Noël et fête du capitalisme. Mais le revers de la médaille, nécessaire à la reproduction de cette grande fête, ce sont les ouvriers des ateliers de sueur et de sang hors du monde, les ouvriers « intermittents » ou leurs « contrats zéro heure » équivalents en Angleterre « McJobs » d’Allemagne entre autres. Un autre visage invisible de cette grande fête a fait le temps de la consommation dans le capitaliste sont les usines d’ornement à Yiwu en Chine où 60% des décorations de Noël de la planète sont produites. Une précarité qui touche d’abord les populations les plus opprimés. C’est le quotidien du capitalisme qui prépare ses conditions annuelles de « célébration ».

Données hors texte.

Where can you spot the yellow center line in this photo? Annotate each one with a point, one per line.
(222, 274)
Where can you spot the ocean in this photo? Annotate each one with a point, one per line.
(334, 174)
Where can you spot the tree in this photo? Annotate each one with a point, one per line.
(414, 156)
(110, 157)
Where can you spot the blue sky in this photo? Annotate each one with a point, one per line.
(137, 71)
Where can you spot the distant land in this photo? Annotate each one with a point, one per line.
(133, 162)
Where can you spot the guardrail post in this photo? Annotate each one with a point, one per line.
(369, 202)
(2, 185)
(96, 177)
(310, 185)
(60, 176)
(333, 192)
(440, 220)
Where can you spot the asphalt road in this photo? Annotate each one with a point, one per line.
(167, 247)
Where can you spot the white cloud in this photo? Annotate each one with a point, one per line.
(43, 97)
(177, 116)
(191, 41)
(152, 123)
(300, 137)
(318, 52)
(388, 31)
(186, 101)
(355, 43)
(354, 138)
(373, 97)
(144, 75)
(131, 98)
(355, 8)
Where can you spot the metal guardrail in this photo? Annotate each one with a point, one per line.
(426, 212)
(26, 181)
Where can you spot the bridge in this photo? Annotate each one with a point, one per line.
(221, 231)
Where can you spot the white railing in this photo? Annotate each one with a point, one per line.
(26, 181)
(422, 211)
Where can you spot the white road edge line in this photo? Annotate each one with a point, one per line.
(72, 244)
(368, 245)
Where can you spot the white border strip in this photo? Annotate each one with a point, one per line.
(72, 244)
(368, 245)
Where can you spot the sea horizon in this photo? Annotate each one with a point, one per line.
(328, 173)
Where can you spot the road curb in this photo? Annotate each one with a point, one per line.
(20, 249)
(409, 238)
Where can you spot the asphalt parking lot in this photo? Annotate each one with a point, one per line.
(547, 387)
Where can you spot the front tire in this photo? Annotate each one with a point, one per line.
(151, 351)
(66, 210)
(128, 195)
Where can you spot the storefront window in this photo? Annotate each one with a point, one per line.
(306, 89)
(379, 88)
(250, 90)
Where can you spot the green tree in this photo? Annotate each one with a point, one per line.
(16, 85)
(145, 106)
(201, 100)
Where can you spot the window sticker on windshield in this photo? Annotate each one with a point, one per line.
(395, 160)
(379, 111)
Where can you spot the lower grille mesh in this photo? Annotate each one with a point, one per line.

Le bonheur de Noël ?. Le bonheur éphémère avec ses amis et sa famille malgré toute cette propagande est aussi un petit échantillon qu’il est possible de vivre dans une autre société, cela serait possible en utilisant la technologie croissante non pas pour donner plus de temps aux capitalistes, mais pour que tout le monde ait un travail et plus de temps libre, pour étudier, pour s’amuser, pour rester avec la famille.

La lutte comme seule issue. Les jeunes isolés étrangers que montrent l’image illustrent le résultat des guerres qui tuent et ruinent des pays semi-coloniaux, résultat en définitive de ce que l’impérialisme produit à savoir une immense pauvreté au milieu des pillages. Ce Noël, face à la barbarie impérialiste, il s’agit de prendre une respiration profonde et de se battre pour une vie qui a le sentiment d’être vécue, qui ne peut avoir que de raison, celle de consacrer nos vies, notre énergie physique et intellectuelle à la bataille contre ce système qui ne produit que la mort, le chaos et la misère.